Соседняя дверь открылась и наружу вышел худой альбос. Несмотря на худобу, Кас обладал рельефными мышцами и любил обнажать их, красуясь перед девушками. Надев короткую накидку с капюшоном, приятель вышел из дома. Он нарочно не застегнул пуговицы рубашки, чтобы его пульсирующая татуировка во весь торс была видна получше.
— Хочу, чтобы не случилось, выглядеть потрясно, — сказал Кас и рукой поправил бурые волосы.
— Ха, как потрясный болван, — с добродушной ухмылкой ответил Комен и распахнул руки для объятий. — Ты как? Я почти не спал.
— Да уж… Уснёшь тут. Мать двадцать раз за сон повторила: «Он всё и всех изменит к лучшему», отец делал вид, что спит, но, когда он по-настоящему спит — ужасно храпит, что без затычек не уснёшь. Значит, тоже волновался.
— Ха! Да уж, знаю, — ухмыльнулся Комен. — Ты слышал, о чём говорили те упыри с нижнего района Некрас и Волот?
— Чтобы взорвать Сол до того, как он нас изменит? Веришь в бредни идиотов, нюхающих пыльцу? — с отвращением произнёс Кас.
— Я не об этом. До стекляшки они не доберутся, — Комен показал пальцем наверх. — Не додумались бы они что-нибудь выкинуть на площади, там наверняка будет много народу.
— Не знаю… Я сейчас о другом думаю.

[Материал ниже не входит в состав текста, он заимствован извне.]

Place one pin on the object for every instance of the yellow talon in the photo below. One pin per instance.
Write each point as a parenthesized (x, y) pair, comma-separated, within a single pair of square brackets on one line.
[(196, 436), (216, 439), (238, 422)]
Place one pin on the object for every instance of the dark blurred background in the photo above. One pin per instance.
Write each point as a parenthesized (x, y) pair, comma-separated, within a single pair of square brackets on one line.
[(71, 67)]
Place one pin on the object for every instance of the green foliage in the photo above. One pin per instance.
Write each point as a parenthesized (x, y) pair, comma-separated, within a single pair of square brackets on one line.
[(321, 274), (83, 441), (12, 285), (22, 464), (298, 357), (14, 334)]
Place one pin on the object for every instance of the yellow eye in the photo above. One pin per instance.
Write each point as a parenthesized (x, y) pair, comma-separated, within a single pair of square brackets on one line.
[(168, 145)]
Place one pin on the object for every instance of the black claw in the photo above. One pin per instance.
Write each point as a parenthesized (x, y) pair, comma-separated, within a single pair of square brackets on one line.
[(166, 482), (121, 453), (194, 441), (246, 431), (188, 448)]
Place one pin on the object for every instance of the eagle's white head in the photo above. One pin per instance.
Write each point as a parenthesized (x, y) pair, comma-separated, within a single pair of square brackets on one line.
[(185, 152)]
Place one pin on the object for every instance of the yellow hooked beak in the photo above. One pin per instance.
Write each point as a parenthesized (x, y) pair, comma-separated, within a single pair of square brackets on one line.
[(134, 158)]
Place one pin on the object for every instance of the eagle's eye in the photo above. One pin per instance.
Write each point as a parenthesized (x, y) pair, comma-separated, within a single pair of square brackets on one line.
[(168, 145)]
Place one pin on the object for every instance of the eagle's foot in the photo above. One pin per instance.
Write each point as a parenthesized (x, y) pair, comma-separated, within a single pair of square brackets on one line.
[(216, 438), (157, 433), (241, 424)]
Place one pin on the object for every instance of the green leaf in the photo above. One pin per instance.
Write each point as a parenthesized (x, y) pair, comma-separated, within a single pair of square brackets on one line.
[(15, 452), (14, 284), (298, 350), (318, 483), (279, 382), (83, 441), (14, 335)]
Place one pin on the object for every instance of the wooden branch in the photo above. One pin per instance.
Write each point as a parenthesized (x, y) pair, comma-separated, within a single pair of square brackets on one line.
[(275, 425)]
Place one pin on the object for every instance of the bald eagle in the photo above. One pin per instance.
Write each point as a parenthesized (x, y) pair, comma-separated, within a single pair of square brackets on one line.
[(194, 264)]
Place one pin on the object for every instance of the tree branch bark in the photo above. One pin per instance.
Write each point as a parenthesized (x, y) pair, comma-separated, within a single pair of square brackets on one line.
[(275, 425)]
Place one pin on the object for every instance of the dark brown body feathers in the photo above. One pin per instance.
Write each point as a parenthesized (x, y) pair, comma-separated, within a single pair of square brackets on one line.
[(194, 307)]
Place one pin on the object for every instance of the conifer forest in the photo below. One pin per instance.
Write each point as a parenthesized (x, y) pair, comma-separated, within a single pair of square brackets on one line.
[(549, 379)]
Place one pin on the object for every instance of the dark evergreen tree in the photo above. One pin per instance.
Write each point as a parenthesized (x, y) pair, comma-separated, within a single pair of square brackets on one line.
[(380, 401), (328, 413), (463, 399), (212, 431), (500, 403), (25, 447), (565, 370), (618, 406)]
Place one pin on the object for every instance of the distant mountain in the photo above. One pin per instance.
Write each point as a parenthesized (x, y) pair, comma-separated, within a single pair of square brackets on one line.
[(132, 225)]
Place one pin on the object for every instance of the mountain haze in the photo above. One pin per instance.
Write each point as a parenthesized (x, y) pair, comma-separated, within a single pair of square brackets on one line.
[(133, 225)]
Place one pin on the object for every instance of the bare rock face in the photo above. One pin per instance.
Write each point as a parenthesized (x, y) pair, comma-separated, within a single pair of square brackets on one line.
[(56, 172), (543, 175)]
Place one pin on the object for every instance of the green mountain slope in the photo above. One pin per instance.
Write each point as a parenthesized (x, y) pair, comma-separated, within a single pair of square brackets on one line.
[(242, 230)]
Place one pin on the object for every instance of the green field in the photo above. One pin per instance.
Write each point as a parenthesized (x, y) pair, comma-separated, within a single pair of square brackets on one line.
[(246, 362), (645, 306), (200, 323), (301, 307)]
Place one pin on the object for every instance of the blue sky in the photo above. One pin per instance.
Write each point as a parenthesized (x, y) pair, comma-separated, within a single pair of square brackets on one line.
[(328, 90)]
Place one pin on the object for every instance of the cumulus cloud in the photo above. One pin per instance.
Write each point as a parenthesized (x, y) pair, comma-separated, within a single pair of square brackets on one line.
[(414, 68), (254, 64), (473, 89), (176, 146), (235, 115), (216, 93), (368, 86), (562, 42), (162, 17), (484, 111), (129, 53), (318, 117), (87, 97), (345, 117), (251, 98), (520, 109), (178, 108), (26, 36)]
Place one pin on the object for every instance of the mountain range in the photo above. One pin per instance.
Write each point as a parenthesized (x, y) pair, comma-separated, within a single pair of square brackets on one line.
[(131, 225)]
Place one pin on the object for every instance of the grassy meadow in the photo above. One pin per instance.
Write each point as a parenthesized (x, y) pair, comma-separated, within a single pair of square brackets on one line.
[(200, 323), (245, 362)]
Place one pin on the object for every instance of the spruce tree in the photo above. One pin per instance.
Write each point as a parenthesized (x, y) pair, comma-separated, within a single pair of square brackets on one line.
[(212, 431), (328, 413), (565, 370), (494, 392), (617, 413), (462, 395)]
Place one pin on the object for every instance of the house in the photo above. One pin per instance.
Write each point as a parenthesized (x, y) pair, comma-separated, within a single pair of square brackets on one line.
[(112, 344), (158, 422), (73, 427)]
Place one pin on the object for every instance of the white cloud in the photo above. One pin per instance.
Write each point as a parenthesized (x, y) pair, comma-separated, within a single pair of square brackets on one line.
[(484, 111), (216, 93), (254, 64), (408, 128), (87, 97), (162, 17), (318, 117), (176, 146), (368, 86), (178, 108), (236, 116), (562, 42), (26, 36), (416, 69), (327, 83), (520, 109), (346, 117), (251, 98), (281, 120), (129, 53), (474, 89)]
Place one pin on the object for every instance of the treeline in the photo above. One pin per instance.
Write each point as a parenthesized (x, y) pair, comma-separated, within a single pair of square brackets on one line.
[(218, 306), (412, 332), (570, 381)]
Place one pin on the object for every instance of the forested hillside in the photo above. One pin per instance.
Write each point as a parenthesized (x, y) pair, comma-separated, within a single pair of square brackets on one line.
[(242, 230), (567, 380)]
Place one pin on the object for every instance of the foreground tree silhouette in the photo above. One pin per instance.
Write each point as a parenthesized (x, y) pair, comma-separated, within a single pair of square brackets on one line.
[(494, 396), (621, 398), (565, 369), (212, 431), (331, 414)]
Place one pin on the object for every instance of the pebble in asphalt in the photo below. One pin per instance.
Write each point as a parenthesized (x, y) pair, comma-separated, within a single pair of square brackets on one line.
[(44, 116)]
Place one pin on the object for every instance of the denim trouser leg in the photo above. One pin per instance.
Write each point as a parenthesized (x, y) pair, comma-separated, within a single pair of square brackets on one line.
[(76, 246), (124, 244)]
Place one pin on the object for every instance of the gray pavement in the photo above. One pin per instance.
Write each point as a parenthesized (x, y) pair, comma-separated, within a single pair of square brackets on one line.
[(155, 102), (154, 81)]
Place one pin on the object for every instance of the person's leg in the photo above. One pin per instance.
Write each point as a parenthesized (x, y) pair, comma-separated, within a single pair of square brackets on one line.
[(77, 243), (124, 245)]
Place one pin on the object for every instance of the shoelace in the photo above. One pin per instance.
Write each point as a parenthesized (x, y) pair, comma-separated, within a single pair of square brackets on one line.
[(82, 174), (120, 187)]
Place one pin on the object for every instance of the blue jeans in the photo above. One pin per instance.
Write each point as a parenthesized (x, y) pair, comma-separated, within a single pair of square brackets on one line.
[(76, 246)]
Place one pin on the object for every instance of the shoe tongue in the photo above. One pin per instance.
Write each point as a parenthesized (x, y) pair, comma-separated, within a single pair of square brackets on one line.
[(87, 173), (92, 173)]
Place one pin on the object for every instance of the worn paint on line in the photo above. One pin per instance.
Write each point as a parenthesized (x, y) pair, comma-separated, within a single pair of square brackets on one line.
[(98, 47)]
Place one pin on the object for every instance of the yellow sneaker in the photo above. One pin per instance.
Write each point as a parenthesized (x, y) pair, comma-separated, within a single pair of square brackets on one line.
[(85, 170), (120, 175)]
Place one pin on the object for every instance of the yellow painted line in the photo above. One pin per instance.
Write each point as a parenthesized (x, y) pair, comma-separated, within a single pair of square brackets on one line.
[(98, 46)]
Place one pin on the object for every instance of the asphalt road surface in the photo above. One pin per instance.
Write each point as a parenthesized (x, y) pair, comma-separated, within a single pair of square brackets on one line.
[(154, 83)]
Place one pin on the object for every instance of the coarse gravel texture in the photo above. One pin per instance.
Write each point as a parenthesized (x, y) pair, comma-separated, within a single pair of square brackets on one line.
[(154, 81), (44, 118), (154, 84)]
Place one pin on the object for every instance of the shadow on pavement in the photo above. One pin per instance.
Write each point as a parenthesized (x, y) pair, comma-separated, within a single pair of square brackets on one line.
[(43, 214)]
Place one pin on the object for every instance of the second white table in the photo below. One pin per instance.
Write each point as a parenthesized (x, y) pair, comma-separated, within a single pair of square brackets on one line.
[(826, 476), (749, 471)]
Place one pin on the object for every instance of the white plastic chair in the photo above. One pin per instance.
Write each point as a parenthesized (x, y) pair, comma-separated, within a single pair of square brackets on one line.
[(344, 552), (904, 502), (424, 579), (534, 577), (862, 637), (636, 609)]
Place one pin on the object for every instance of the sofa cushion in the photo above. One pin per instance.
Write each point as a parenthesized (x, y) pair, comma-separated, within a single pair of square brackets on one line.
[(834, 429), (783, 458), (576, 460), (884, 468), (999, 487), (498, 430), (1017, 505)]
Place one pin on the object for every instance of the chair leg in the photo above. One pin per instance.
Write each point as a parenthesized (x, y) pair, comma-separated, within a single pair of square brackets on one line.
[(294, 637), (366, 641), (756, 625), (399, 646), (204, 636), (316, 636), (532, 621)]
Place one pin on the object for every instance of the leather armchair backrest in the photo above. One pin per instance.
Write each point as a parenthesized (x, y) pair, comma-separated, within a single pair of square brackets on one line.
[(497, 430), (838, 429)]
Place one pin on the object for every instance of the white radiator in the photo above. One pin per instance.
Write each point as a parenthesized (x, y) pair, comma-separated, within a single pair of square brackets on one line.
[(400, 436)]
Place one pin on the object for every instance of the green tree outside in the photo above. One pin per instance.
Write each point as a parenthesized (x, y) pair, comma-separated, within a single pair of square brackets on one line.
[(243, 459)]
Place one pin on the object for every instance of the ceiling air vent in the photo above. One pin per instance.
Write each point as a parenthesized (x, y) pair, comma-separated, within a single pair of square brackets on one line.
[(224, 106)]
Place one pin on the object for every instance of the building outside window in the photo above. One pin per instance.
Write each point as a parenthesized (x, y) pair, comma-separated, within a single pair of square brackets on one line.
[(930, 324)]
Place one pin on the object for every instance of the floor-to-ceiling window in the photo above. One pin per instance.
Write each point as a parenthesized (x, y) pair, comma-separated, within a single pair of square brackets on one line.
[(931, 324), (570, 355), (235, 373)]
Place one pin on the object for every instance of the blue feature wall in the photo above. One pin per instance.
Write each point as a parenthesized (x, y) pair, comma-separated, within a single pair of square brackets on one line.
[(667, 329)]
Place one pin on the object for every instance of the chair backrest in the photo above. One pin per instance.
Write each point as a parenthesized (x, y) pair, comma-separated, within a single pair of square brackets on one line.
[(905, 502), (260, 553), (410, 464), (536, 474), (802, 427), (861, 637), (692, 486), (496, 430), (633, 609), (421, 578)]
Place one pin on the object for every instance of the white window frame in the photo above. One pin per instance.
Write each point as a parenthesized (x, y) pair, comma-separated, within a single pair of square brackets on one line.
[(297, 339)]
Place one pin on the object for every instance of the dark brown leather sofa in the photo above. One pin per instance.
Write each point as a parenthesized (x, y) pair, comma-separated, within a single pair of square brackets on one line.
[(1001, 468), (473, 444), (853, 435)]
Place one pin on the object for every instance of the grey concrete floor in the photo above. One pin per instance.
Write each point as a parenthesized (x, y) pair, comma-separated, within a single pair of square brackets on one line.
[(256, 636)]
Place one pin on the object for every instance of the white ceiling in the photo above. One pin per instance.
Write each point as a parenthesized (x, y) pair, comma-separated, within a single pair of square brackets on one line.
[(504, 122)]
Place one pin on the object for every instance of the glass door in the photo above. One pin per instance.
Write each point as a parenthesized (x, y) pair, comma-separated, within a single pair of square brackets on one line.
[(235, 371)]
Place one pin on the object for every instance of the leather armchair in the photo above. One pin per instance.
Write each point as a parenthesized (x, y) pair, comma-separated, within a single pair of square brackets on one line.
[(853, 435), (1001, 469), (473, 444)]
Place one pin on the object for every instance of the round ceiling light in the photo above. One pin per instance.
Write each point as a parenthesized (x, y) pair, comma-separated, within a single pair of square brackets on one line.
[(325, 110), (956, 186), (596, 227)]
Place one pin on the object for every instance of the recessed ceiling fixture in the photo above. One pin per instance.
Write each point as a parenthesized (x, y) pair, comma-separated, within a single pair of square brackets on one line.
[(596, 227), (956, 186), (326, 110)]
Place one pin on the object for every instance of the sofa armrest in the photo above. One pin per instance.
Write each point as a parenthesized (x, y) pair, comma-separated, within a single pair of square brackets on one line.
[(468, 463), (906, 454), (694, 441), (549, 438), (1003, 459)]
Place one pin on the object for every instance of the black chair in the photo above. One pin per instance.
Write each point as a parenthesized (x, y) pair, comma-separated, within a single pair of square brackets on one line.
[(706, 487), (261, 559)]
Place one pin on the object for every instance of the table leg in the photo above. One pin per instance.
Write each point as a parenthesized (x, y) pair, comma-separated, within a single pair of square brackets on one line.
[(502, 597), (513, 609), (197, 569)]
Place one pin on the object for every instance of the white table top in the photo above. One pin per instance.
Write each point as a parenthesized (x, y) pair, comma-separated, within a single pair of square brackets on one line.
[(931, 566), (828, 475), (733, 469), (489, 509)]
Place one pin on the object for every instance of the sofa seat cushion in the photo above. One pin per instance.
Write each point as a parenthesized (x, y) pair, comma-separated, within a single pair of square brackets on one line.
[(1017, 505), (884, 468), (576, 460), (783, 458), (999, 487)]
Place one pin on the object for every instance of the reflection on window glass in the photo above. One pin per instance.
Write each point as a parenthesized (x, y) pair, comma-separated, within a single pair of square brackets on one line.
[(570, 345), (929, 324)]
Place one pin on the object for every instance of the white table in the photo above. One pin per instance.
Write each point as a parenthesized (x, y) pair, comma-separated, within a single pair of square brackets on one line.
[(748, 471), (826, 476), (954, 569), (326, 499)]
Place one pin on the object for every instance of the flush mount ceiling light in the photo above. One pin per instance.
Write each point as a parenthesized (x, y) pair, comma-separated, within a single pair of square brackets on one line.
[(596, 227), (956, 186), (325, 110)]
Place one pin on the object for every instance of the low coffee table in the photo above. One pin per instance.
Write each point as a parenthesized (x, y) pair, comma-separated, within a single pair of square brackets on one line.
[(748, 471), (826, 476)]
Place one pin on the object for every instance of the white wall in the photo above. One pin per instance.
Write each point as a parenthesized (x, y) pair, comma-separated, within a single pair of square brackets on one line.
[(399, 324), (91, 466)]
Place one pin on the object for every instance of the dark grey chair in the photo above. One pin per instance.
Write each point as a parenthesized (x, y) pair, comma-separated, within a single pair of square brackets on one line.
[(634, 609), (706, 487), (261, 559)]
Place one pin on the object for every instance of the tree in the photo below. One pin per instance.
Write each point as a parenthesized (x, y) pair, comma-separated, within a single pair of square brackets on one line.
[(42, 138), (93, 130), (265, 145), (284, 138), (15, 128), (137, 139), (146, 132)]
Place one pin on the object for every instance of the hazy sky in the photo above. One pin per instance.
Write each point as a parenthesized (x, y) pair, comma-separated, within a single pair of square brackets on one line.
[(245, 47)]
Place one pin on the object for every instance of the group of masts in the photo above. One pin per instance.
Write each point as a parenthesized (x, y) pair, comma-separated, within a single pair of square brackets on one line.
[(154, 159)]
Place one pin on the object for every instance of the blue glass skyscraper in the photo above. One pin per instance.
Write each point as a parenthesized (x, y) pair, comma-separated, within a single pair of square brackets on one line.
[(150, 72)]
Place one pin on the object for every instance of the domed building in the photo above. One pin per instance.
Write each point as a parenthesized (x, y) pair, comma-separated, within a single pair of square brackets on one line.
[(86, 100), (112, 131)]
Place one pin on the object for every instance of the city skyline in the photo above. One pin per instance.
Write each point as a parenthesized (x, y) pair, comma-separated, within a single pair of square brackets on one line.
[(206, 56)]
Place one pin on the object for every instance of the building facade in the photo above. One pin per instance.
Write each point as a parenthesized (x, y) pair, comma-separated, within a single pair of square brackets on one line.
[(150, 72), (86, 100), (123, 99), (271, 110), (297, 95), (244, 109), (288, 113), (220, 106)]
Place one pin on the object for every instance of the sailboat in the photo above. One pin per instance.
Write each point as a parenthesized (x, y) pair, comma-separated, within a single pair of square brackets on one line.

Мой папа совсем ослаб в последнее время… Если бы Сол выбрал меня, родителям хватит денег, на достойную старость…
Комен двинулся в сторону выхода из ущелья, в котором они жили и взмахом руки пригласил товарища проследовать за ним:
— Понимаешь, он ведь и ослаб в свои сорок лишь потому, что Сол выкачивает из нас силы! Это хорошо, когда у тебя печать в полтела, а сил хоть отбавляй, тогда, пожалуйста, радуйся. А радоваться ты будешь ровно до того момента, пока эта блестяшка-переросток всплеском тебе все эмоции не пережжёт. Будешь потом в послушниках ходить до самой смерти, со стеклянными глазами.
— Комен, иы знакомы практически с рождения, — Кас положил на плечо друга руку. — Ты правда думаешь, что мне этого хочется? А что ты предлагаешь? Для меня любой выход правильный, если родители останутся живы и здоровы.
— Ха… Моего отца забрали, а лучше от этого никому не стало.
— Зато мы живы! Ты же знаешь, что неспроста гильдия Арконианы проводят свои исследования. Если сорвётся ритуал, то умрут все, кого мы любим, — Кас шагал, уставившись под ноги. — А навредить Солу — это даже не выход, чистое сумасшествие. Платформы не поднимаются вплотную.
Друзья добрели до спуска из многоуровневого ущелья. Спускаясь по лестнице, выбитой в камне скалы они накинули на головы капюшоны. На просторах Ионии лобывались десятки разных минералов и драгоценных камней, но прозрачный материал попадался нечасто, и ещё реже попадались куски тёмного стекла, из которого мастер-ювелир за немалую плату согласился бы сделать очки. Лишь самые знатные и богатые альбосы могли позволить своим глазам не уставать от бесконечного яркого света кристалла. Местные предпочитали выходи́ть на улицу только в пасмурную погоду. А те, кому не повезло трудиться целый день под открытым небом, шили себе глубокий капюшон из толстой шерсти. Такая накидка спасала от лучей, но при этом сквозь неё ещё можно было разглядеть дорогу. Подобный аксессуар можно было найти у многих ионийцев Ильдраира.
Комен радовался искреннему разговору с другом. Прошедший сон заставил переосмыслить жизненные ценности, и он хотел поделиться переживаниями:
— Значит, должен быть другой выход. Но я не вижу его! Мама говорила, что последний раз ритуал проводился двадцать лет назад, за несколько месяцев до нашего рождения. Тогда многие альбосы изменились, стали отрешёнными, а некоторые вдруг осознали величие блестяшки. Кто-то стал ему молиться, хотя раньше ненавидел.